Problem keywordsTechnique
"undo", "nested", "matching opener", "evaluate from most recent"Stack
"serve in arrival order", "oldest first", "waiting line"Queue
"queue using stacks", "lazy transfer", "amortized O(1)"Two-stack queue
"current minimum at every step", "min stack", "max stack"Augmented stack with shadow state
"next warmer", "next taller", "previous smaller", "stock span"Monotonic stack
"cars merge before target", "arrival groups", "fleet count"Sort + convoy compression

When NOT to use

Do not force a stack or queue when arbitrary middle access matters. If the problem needs random lookup by value, a hash map is usually the missing tool. If the question is about a contiguous range with both boundaries moving, sliding window is a better fit. If comparisons halve the search space, binary search is the right model, not a waiting-line model.

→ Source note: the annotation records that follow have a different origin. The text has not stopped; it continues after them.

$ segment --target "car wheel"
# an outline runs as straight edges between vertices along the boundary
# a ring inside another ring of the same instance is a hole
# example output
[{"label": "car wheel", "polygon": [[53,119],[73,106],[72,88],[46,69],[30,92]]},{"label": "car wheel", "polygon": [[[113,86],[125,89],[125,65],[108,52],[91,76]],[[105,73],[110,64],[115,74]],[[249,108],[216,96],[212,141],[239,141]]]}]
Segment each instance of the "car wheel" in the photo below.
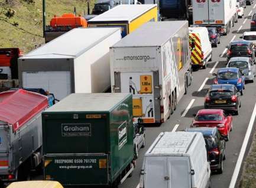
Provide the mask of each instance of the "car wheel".
[{"label": "car wheel", "polygon": [[221,161],[221,164],[219,164],[219,168],[217,170],[218,174],[222,174],[223,173],[223,161],[222,160]]},{"label": "car wheel", "polygon": [[143,142],[142,142],[142,145],[141,145],[142,148],[144,148],[145,146],[146,146],[146,140],[145,139],[145,136],[143,137]]}]

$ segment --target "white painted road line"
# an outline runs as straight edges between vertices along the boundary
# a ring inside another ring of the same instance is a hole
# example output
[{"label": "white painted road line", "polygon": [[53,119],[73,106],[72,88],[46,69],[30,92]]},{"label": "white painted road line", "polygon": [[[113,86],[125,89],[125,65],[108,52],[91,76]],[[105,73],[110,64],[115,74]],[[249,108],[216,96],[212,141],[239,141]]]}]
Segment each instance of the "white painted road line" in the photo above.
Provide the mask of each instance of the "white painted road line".
[{"label": "white painted road line", "polygon": [[200,92],[203,88],[203,86],[205,86],[205,83],[206,83],[207,80],[208,80],[208,77],[206,77],[205,80],[203,81],[203,83],[202,84],[201,86],[200,86],[199,89],[198,89],[197,92]]},{"label": "white painted road line", "polygon": [[223,56],[226,53],[226,51],[228,50],[228,48],[225,48],[224,51],[222,52],[222,53],[221,55],[221,57],[223,57]]},{"label": "white painted road line", "polygon": [[184,111],[183,114],[182,114],[182,117],[184,117],[185,116],[185,115],[187,114],[187,112],[189,111],[189,109],[192,106],[192,105],[194,103],[194,102],[195,102],[195,100],[196,99],[193,99],[192,100],[191,100],[191,101],[189,103],[189,105],[187,106],[187,108],[185,109],[185,111]]},{"label": "white painted road line", "polygon": [[241,30],[241,29],[242,28],[242,25],[240,26],[240,27],[239,28],[239,29],[237,30],[236,33],[239,33]]},{"label": "white painted road line", "polygon": [[245,153],[246,148],[247,147],[248,142],[249,141],[249,136],[252,129],[252,127],[254,124],[254,120],[256,116],[256,103],[254,105],[254,109],[251,116],[251,119],[248,126],[247,131],[245,134],[245,137],[242,142],[242,147],[241,148],[240,153],[239,154],[238,158],[235,165],[235,170],[234,171],[233,175],[232,176],[231,181],[229,184],[229,188],[234,188],[235,183],[236,182],[237,177],[238,177],[240,171],[241,166],[242,163],[244,154]]},{"label": "white painted road line", "polygon": [[212,74],[214,69],[215,69],[216,67],[217,66],[218,63],[219,63],[219,61],[216,61],[215,64],[214,65],[213,67],[212,67],[212,70],[210,70],[210,71],[209,72],[210,74]]},{"label": "white painted road line", "polygon": [[[241,26],[241,28],[242,28],[242,25]],[[239,28],[239,29],[241,30],[241,28]],[[238,30],[239,30],[240,31],[240,30],[239,29],[238,29]],[[239,32],[239,31],[238,31]],[[234,41],[234,40],[235,39],[235,37],[236,37],[236,35],[234,35],[233,36],[233,38],[232,38],[232,39],[231,39],[231,40],[230,41],[230,42],[229,43],[231,43],[232,41]]]},{"label": "white painted road line", "polygon": [[177,129],[178,128],[178,127],[179,127],[179,126],[180,125],[179,124],[176,124],[176,125],[175,125],[175,126],[174,126],[174,127],[173,128],[173,130],[171,131],[171,132],[175,132],[175,131],[176,131],[176,130],[177,130]]},{"label": "white painted road line", "polygon": [[252,13],[252,11],[251,10],[251,11],[249,11],[249,14],[248,15],[250,16]]}]

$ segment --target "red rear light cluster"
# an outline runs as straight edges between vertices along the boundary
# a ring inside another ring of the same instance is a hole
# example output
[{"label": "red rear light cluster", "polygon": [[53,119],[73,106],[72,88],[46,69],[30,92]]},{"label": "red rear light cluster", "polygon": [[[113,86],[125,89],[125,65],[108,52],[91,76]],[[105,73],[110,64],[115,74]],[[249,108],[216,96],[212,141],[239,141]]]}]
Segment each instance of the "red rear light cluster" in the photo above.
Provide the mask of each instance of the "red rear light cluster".
[{"label": "red rear light cluster", "polygon": [[236,102],[237,101],[237,96],[236,95],[232,95],[232,96],[231,97],[231,101],[232,102]]},{"label": "red rear light cluster", "polygon": [[251,51],[251,50],[250,49],[248,49],[248,50],[247,50],[247,53],[248,53],[249,54],[251,54],[252,53],[252,52]]},{"label": "red rear light cluster", "polygon": [[209,97],[209,95],[207,95],[205,97],[205,102],[210,102],[210,99]]},{"label": "red rear light cluster", "polygon": [[214,148],[213,150],[208,151],[209,154],[210,154],[212,153],[214,153],[215,155],[219,155],[221,152],[219,151],[218,148]]}]

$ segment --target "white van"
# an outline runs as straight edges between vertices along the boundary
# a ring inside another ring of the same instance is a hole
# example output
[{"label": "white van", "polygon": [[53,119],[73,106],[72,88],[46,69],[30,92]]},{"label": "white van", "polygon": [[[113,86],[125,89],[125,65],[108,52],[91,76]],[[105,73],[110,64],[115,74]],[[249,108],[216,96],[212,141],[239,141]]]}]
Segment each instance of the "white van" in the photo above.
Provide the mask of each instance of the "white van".
[{"label": "white van", "polygon": [[192,68],[206,69],[207,62],[212,61],[212,44],[207,28],[189,27],[189,45],[191,50]]},{"label": "white van", "polygon": [[210,187],[210,170],[200,132],[161,132],[145,154],[140,188]]}]

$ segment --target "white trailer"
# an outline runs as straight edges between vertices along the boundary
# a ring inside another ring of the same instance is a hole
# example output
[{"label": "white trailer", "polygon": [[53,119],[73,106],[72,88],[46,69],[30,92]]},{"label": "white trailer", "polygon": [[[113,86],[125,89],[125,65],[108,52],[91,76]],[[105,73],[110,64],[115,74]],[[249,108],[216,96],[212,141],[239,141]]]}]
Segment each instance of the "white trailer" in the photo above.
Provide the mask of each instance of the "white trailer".
[{"label": "white trailer", "polygon": [[236,0],[192,0],[193,23],[216,27],[226,35],[237,22]]},{"label": "white trailer", "polygon": [[121,38],[118,28],[73,29],[18,60],[20,86],[58,100],[110,90],[109,47]]},{"label": "white trailer", "polygon": [[145,154],[140,188],[210,187],[203,135],[187,133],[159,134]]},{"label": "white trailer", "polygon": [[111,47],[112,92],[133,95],[133,116],[165,122],[190,84],[188,22],[148,22]]}]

6. Common Gotchas & Edge Cases

  • Mixing the service end. What goes wrong: a queue accidentally behaves like a stack. Why it is tempting: arrays let you push and pop from the same side easily. Fix: name the front and back explicitly and trace two or three arrivals on paper before coding.
  • Reversing too often in a two-stack queue. What goes wrong: newer arrivals leap ahead or performance degrades. Why it is tempting: every front or serve feels like it should "prepare" the structure. Fix: transfer only when the outgoing stack is empty.
  • Forgetting shadow state on push. What goes wrong: getMin() or getMax() quietly turns into O(n) scans. Why it is tempting: the plain stack already stores the values. Fix: attach the current best value at insertion time so the top item already knows the answer.
  • Using if instead of while in monotonic stack problems. What goes wrong: only the top waiter gets settled, leaving older resolved waiters stuck underneath. Why it is tempting: one comparison feels sufficient. Fix: keep popping until the invariant is restored.
  • Storing values when you really need positions. What goes wrong: you know which future value resolved something, but you cannot compute distance or span. Why it is tempting: values are easier to read than indices. Fix: store indices whenever the answer depends on how far apart two items are.

Edge cases to check:

  • Empty input.
  • Single item.
  • All items identical.
  • Strictly increasing sequence.
  • Strictly decreasing sequence.
  • Repeated queries on an empty stack or queue.

Debugging tips:

  • Print the stack or queue after every operation for one tiny example.
  • For monotonic stacks, print the unresolved watchlist as indices plus values, not values alone.
  • In two-stack queues, print both stacks separately; most bugs are obvious once you see whether the outgoing stack was filled too early.
  • When answers involve distances, print both the stored index and the current index before assigning the result.